Janko Veselinović (writer)

Janko Veselinović
Janko Veselinović on a 2012 Serbian stamp

Janko "Jan" Veselinović (Serbian Cyrillic: Јанко Веселиновић, pronounced [ˌjâːŋko ʋeseˈlǐːnoʋit͜ɕ], born 13 May 1862 in Salaš Crnobarski, Mačva District, died on 26 June 1905 in Glogovac, Mačva District) was a Serbian writer, influenced by Milovan Glišić, Milan Đ. Milićević, Đura Jakšić, and Rusyn writer Marija A. Markovič, who went under the assumed name of Marko Vovčuk.

Personal life

Janko "Jan" Veselinović was too young to join in the Serbo-Turkish war; but as a teenager in Mačva he saw the fighting, and he inherited a militant Serbian tradition that went back five hundred years, if not more. His father was a parish priest and staff officer in the Serbian army. After graduating from a teacher's college in Belgrade, he returned to the Serbian countryside, in Mačva, west of Belgrade, to teach in different towns and villages (Svilajnac, Glogovac, Šabac and Koceljeva). Living close to his villagers, he began to write stories about their life and soon published his first collection of stories, Slike iz soeskog zivota (Pictures of Village Life, 1866). More were to follow; by the end of his relatively short career he had nonetheless written many stories about the latter half of the 19th century, rural life in Serbia. He moved to Belgrade and attempted to write about life in a city, but with little success. From 1893 he lived in Belgrade, where he was an associate editor of government-owned Srpskih Novina (Serbian News). In 1894, he founded and edited a journal of his own, Zvezda (The Star), but regular issues were published only from 1896 to 1901. At one time he wrote plays for the National Theatre in Belgrade, in collaboration with Serbian stage actor Čiča Ilija Stanojević. He died at Glogovac on 14 June 1905.

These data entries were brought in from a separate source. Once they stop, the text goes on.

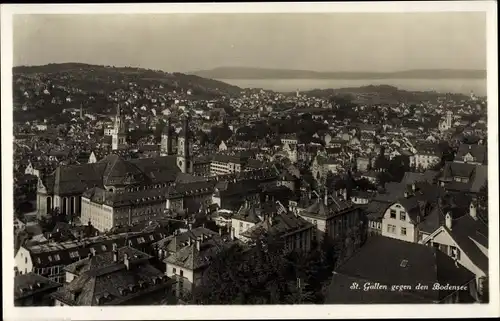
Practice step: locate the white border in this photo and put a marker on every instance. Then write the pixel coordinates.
(247, 312)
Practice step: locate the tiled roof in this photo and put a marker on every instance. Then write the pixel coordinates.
(466, 231)
(26, 285)
(191, 189)
(335, 206)
(239, 187)
(278, 224)
(191, 258)
(248, 213)
(103, 281)
(64, 253)
(174, 243)
(479, 152)
(121, 172)
(391, 262)
(75, 179)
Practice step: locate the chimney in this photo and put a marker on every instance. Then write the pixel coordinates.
(115, 253)
(126, 261)
(472, 211)
(448, 221)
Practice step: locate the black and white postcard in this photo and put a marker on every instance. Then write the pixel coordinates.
(250, 160)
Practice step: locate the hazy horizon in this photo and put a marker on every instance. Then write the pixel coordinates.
(316, 42)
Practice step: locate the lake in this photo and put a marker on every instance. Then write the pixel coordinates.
(464, 86)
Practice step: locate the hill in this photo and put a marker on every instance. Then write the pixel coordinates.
(263, 73)
(44, 91)
(381, 94)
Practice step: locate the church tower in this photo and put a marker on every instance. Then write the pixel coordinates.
(183, 158)
(449, 117)
(119, 140)
(167, 139)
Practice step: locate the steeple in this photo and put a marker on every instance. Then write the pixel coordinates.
(183, 156)
(167, 139)
(119, 133)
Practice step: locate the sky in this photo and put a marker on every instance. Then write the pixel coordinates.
(380, 42)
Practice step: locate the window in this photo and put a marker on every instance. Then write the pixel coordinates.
(454, 252)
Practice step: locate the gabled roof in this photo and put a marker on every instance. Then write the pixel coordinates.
(278, 224)
(335, 206)
(191, 258)
(391, 262)
(29, 284)
(466, 232)
(479, 152)
(103, 281)
(121, 172)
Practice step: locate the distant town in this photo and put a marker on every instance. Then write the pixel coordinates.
(142, 187)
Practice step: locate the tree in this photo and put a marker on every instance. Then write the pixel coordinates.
(263, 274)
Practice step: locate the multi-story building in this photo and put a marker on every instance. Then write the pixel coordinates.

According to literary critic Jovan Skerlić and others, Veselinović is best known for his description of the idyllic peasant life in Serbia. Veselinović, even though a realist, idealized his rural folk, adding poetic touches to his descriptions of them. He drew much from the native folklore as well. Even though he depicted the seamy side of rural life, he seemed to lean towards its idyllic aspect, as if trying to arrest the advance of civilization. He also wrote the play Djido.

Oeuvre

Janko M. Veselinović is in the same class as Svetolik Ranković, who tinged their picaroon romances with the spirit of revolt against established moral and political arrangements. He wrote many novels and stories, which were about patriarchal society of the Serbian big family (zadruga). His stories described the beauty and scenery of his homeland with much skill. The works were written with great attention to numerous ethnographically interesting details of the old Serbian peasant life. His most successful books are: a semi-historical novel entitled Hajduk Stanko (The Rebel Stanko, 1896), which describes with rich color and exciting action, the time of the First Serbian Uprising against the Turks; and Seljanka (A Peasant Woman, 1893), a bleak picture of the life of a peasant woman in rural Serbia in the 19th century.